Copper and aluminium recover on dollar

29 May, 2015

Copper and aluminium recovered from recent losses on Thursday as the dollar weakened against the euro and optimism grew over a Greek debt deal, but some analysts were cautious over whether gains could be sustained due to plentiful supplies. Most other base metals also rebounded from a recent downturn that had been partly due to a stronger dollar, which makes commodities priced in the US currency more expensive to buyers using other currencies.
The euro has gained against the dollar after Greece expressed confidence this week it will soon seal a cash-for-reforms deal. "We've had a bit of a bounce this morning. One of the reasons is because the dollar has stopped appreciating, in the short term at least," said Stephen Briggs, metals strategist at BNP Paribas in London. A trader said some investors were buying to take profits from short positions after the recent down-swing.
Three-month copper on the London Metal Exchange closed up 0.3 percent to $6,095 a tonne.
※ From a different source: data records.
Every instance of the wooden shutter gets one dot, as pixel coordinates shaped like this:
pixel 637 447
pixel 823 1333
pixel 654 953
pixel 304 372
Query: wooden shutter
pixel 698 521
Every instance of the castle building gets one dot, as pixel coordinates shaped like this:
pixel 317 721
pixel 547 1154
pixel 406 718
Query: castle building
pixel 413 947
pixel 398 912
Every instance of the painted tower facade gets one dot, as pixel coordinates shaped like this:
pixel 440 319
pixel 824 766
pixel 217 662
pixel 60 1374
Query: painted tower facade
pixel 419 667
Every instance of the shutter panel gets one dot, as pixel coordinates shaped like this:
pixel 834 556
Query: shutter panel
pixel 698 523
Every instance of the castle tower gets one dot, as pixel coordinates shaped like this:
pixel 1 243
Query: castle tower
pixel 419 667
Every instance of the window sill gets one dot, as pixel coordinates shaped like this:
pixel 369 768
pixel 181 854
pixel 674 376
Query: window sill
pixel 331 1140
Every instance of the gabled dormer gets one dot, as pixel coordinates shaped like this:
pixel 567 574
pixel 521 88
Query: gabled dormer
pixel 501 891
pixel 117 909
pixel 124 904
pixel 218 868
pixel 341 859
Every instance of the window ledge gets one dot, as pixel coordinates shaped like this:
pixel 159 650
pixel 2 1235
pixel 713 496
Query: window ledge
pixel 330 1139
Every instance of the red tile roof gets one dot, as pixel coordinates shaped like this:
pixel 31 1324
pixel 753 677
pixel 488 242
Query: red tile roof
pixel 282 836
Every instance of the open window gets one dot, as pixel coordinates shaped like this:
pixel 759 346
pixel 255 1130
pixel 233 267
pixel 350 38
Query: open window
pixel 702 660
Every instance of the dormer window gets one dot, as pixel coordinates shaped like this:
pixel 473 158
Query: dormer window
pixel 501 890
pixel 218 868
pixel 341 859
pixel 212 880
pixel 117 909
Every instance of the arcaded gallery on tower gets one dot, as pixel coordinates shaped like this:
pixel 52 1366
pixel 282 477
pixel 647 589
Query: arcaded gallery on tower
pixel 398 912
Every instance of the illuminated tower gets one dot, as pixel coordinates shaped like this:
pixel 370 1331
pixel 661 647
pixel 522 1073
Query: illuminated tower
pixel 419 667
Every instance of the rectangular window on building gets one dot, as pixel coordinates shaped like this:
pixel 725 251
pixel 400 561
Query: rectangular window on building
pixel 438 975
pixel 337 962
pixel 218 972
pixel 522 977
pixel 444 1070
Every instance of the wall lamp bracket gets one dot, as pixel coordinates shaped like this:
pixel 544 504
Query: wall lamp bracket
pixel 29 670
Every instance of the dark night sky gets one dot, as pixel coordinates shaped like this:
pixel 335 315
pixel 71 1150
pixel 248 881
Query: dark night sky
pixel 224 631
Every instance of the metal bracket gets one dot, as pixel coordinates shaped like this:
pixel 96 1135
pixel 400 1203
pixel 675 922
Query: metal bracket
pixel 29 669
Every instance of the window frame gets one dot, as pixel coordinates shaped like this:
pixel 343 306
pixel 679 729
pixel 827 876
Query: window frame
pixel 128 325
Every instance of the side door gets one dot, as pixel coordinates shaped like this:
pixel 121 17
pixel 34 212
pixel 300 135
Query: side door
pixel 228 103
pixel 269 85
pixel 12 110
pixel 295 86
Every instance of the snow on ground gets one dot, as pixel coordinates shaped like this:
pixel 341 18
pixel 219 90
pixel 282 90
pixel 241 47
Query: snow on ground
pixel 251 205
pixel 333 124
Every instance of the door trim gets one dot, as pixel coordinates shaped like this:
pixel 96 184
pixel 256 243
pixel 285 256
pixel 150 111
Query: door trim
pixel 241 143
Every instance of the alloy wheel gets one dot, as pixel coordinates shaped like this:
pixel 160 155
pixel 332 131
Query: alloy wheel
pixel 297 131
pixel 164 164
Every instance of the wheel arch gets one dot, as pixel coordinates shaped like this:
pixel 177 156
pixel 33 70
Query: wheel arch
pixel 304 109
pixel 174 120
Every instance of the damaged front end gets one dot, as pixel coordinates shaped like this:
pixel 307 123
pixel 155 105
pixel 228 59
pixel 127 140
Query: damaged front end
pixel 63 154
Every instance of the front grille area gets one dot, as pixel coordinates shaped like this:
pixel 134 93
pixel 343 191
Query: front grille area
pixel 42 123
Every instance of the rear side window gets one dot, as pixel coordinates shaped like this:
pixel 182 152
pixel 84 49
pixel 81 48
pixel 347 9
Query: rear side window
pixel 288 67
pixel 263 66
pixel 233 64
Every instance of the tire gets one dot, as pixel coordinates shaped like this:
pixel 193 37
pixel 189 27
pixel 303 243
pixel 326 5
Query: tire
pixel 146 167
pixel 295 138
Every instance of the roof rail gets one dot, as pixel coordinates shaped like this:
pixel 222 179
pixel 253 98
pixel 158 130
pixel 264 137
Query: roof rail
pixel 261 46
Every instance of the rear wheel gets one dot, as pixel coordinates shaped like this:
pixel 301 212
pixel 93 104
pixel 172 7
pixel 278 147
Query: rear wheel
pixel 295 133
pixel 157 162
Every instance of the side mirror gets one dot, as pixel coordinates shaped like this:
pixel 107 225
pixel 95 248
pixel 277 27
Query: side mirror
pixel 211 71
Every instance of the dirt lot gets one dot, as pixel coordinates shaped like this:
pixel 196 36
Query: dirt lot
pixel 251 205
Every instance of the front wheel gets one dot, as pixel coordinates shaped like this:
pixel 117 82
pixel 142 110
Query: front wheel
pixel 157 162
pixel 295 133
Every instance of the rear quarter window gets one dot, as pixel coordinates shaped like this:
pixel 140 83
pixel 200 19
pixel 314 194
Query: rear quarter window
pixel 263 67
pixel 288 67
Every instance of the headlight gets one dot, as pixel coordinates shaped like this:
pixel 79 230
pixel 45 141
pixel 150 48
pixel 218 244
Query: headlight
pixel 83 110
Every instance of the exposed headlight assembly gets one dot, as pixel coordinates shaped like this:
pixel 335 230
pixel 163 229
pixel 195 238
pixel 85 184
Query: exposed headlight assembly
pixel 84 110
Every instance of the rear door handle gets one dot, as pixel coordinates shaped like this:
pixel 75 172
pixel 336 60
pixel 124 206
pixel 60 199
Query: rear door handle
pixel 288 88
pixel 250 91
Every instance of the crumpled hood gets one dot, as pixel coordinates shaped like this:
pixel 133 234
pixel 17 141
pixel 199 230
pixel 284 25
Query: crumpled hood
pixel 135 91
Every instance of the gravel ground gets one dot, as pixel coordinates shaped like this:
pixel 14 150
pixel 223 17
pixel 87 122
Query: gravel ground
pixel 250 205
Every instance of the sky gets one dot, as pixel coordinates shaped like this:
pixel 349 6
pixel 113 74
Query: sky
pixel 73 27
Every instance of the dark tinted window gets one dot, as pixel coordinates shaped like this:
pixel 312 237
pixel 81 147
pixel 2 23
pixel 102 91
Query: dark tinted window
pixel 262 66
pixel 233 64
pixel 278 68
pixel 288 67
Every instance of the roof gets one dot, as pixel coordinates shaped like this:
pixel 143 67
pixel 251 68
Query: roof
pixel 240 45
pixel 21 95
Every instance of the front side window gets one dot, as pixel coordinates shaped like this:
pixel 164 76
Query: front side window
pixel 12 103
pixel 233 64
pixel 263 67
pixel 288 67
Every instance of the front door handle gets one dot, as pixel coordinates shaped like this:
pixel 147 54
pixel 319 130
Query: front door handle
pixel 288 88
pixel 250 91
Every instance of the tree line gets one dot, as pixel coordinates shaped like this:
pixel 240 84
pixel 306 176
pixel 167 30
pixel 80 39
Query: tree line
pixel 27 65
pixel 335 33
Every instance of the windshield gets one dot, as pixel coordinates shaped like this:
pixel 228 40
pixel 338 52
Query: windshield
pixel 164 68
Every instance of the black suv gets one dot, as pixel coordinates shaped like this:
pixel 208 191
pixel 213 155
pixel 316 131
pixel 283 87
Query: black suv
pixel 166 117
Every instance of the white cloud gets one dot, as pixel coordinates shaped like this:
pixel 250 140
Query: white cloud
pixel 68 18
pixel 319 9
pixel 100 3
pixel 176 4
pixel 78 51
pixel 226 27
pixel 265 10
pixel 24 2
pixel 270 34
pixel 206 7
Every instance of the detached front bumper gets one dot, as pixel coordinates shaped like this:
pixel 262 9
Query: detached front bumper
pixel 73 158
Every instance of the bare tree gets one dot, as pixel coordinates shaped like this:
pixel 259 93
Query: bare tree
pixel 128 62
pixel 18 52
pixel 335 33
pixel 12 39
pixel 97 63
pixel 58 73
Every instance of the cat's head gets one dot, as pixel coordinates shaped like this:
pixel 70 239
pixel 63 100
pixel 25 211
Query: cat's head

On Wednesday copper touched its lowest since April 29 at $6,075.50 a tonne. While LME copper stocks have declined about 5 percent over the past two months after rising earlier in the year, Briggs said he believes the trend will soon change.
"I think the copper market is in an underlying surplus and you'll start to see a pick up in LME stocks over the summer months, which could put some downward pressure on the price." There was also concern about demand tapering off after the second quarter, when metal consumption is typically strongest. But a series of infrastructure announcements from Beijing, along with policy stimulus, could yet underpin metals demand into the second half, said Morgan Stanley analyst Joel Crane in Melbourne.
"Given the high level of announcements, should they translate into new starts of infrastructure, that will definitely be a boost for broad metals demand - aluminium in transport, copper in power for urbanisation and rural upgrades." Aluminium gained 2.2 percent to finish at $1,776 a tonne after hitting the lowest level in more than a year on Wednesday on worries about rising output. Zinc closed up 1.9 percent at $2,228 a tonne and lead climbed 2.1 percent to end at $1,990. Nickel edged down 0.1 percent to end at $12,820 a tonne after hitting one-month lows in the past week, while tin slipped 0.2 percent to $15,575.